Of his brother’s absconding, Ghani says he is glad the former president at least left with his life intact.

“If he had gotten assassinated or killed in any way, things would have gotten much worse.”

Meanwhile, the pictures and paintings in Hashmat Ghani’s house remain untouched, as do the large, flatscreen televisions. During its rule from 1996 to 2001, the Taliban banned television and any art depicting people and television. One of Ghani’s paintings even depicts the chasm left behind after the group blew up the ancient Buddha statues in the central province of Bamiyan in 2001.

Ghani said it is important to bridge divides in Afghan society; which means the Taliban finding a way to accept modern amenities and advancements, and younger Afghans and opponents of the group being able to engage with the Taliban, whom many of them had likely never seen up close until last week.

“When you haven’t been around certain kinds of people, appearances can be deceiving or even frightening,” Ghani said.

The Taliban has said it will protect women’s rights and set up an inclusive government. But many fear a return to repressive rule and a United Nations report said the Taliban has been conducting “targeted door-to-door visits” of people who worked with foreign forces.

Footage of Ghani meeting with members of the Taliban has spread across Afghan social media and has resulted in some critical and abusive comments.

He acknowledges the fear that hangs over the capital, but stressed the need for an inclusive government that would include experts in their fields, women and young people.
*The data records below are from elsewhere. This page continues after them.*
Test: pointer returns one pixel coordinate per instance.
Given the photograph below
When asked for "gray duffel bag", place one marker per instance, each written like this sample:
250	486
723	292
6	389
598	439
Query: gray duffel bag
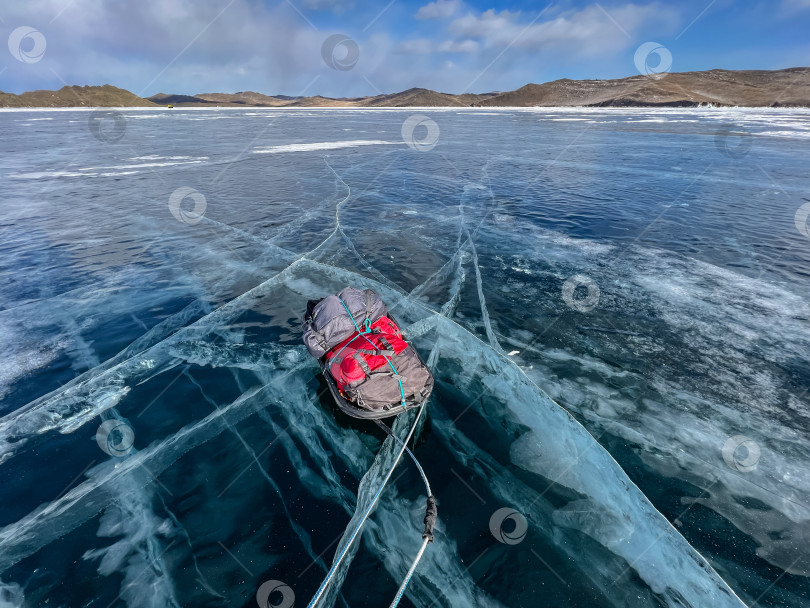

That, he said, will be the way to ease tensions.
‘We can’t go back to death and destruction’

In the initial days of the Taliban takeover, the city was at a standstill as few people, especially women, dared to step out of their houses.

For the first four days, most of the businesses in the city remained shut due to the uncertainty and fear of riots or violence. But as the days wore on, the crowds grew bigger, traffic returned to the streets and some women and young people ventured back out.

So far, businesses in Kabul and other cities have slowly started to reopen, but with banks struggling to open and replenish cash supplies in ATMs, there is a big shortage of physical currency in circulation.

Afghanistan’s economy had already been struggling due to corruption, cuts in foreign aid and a near run on the banks in the days prior to the Taliban’s arrival last week.

Ghani says the Taliban must do everything they can to engage with entrepreneurs and investors as, in a cash-based economy, this mix of business closures and a lack of paper money can lead to a serious economic shock.

Throughout Saturday afternoon, Ghani could be heard responding to WhatsApp voice messages in Pashto, Dari and English, trying to encourage investors and leading figures not to give up hope or worse, abandon the country in its hour of need.

“We can’t let this country go back to death and destruction,” he could be heard saying into his iPhone as message after message came in from Afghanistan and abroad.

Meanwhile, the Taliban has yet to announce the official formation of a new government and Ghani said the group’s leadership has openly acknowledged to him that they need assistance in running the country.

He said it is vital that capable and well-educated people remain open to working with a potential Taliban government.

“[The Taliban] know security. They can handle that very well, but a government is more than security, and that’s where the educated classes can help,” he told Al Jazeera.

Now that the Taliban has arrived in Kabul, Ghani’s biggest fear is a repeat of the civil war that nearly destroyed Kabul in the 1990s. To avoid this, he says the leadership of the country should reach out to the Taliban for a peaceful resolution. This includes influential figures from all of the nation’s ethnicities and geographic regions.

Throughout the day Al Jazeera spent with him, Ghani held face-to-face meetings with entrepreneurs and former government officials to encourage them not to give up on the country and to rise to the occasion.

“This is the hour of the need of the Afghans,” he said.